ELEVENTH BIENNIAL INTERNATIONAL CONFERENCE ON BAROQUE MUSIC
Manchester, 14th-18th July 2004
Singet dem Herrn ein neues Lied (BWV 225) by Johann Sebastian Bach – functions and meaning
In 1961, Konrad Ameln outlined his hypothesis in the Bach-Jahrbuch that Johann Sebastian Bach’s motet Singet dem Herrn ein neues Lied BWV 225 had been composed in the spring of 1727. According to Ameln, the work was performed early in the morning of May 12, 1727 at St. Thomas’s Church in Leipzig on the birthday of August II, King of Poland and Elector of Saxony when the monarch was residing in the city. Historical research has yielded no evidence to confirm this hypothesis. In his 1985 article Bachs Motetten und das Reformationsfest, Robin A. Leaver cites certain theological arguments and some manuscript dating evidence to date the motet to the Feast of the Reformation of October 31, 1726.

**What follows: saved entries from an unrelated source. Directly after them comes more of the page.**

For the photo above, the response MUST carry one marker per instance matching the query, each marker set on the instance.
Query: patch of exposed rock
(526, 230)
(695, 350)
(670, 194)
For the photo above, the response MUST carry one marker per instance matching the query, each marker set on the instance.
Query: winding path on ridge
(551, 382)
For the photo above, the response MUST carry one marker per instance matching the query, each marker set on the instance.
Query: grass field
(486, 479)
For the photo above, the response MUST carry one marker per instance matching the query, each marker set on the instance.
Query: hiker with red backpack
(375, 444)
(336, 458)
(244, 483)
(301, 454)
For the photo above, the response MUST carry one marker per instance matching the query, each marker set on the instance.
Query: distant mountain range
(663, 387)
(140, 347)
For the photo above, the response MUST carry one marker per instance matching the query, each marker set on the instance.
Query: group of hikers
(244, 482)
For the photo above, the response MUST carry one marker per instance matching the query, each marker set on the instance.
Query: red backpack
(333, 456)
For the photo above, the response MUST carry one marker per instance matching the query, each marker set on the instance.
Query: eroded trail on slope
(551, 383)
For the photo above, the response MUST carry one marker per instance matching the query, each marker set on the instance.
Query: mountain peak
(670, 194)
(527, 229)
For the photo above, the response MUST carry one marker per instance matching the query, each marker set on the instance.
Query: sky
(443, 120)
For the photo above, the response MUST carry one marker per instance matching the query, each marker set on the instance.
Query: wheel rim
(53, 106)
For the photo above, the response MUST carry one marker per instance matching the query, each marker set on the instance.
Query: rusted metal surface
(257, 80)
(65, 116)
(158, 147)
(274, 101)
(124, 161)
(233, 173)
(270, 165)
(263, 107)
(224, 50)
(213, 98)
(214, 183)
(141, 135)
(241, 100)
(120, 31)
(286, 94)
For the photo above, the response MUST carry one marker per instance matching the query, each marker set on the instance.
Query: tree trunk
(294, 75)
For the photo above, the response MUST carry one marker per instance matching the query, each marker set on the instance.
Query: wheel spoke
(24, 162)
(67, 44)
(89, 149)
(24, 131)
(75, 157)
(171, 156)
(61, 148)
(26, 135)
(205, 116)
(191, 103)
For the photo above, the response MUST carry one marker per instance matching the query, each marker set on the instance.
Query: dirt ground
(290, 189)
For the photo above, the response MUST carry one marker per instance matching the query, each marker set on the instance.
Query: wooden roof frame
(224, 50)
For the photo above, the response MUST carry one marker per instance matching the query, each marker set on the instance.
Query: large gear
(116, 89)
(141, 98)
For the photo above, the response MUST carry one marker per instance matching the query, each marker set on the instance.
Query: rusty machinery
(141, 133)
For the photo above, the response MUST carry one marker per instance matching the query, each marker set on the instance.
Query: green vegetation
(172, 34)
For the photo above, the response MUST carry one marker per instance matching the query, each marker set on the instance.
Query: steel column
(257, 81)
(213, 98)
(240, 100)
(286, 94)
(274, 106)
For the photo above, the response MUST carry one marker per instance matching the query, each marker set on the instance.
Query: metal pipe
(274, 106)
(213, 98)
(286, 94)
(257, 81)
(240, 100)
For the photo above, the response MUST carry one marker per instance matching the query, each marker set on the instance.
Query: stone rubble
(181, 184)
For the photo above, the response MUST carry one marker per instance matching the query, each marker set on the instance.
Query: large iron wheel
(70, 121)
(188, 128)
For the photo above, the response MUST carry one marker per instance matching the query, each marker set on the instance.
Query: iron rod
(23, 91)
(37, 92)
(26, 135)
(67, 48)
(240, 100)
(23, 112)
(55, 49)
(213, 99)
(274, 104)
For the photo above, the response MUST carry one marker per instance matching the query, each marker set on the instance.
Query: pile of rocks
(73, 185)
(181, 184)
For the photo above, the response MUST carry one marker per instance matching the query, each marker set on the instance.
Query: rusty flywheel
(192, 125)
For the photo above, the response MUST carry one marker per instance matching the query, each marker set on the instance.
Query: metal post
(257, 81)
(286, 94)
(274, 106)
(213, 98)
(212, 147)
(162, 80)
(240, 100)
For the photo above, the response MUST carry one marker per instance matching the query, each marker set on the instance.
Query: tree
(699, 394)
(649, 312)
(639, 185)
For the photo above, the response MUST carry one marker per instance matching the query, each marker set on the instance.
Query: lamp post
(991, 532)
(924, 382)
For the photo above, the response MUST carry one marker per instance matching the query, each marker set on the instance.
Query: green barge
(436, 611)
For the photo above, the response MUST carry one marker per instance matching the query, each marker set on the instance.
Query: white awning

While I venture no conclusive judgements on either the date or the circumstances of its composition, I perceive the motet BWV 225 – in keeping with the general tenor of Psalm 149 – as a joyous hymn celebrating the Lord as the King of Heavens, a hymn in which the people of Israel – God’s children – are encouraged to praise God with their singing and dancing. In my opinion, the references to royal authority in the motet Singet dem Herrn are reflected in its musical setting. In the most general terms, this includes the polonaise rhythm present throughout the 1st movement, and its double choir texture. The literature to date quotes Bach’s comments on the margins of the 15th chapter of the Exodus in his Calov Bible as evidence of the intentional nature of his use of the double choir texture. In my opinion, the intentional use of the polonaise rhythm is likewise motivated by the Psalmist’s appeal in verse 3: “Sie sollen loben seinen Nahmen im Reigen.”
The decision to select a polonaise rhythm points to the symbolism of royal power. In Bach’s music, the theme of royal authority (secular as well as divine) is one of the most important areas of musical allegorization, the polonaise being one of the essential means used by Bach to symbolize royalty. Similarly, the polonaise rhythm is present in the musical setting of the text “Singet dem Herrn” in the cantata BWV 190 of the same title, which I believe corroborates the thesis that Bach used the rhythm on purpose when setting the relevant verses of Psalm 149 to music. If the symbolism of the polonaise is to apply at a secular level, the only possible reference can be made to king August II the Strong, and it is in this context that the question of the circumstances of the composition and the first performance of the motet Singet dem Herrn BWV 225 by Johann Sebastian Bach should be reconsidered.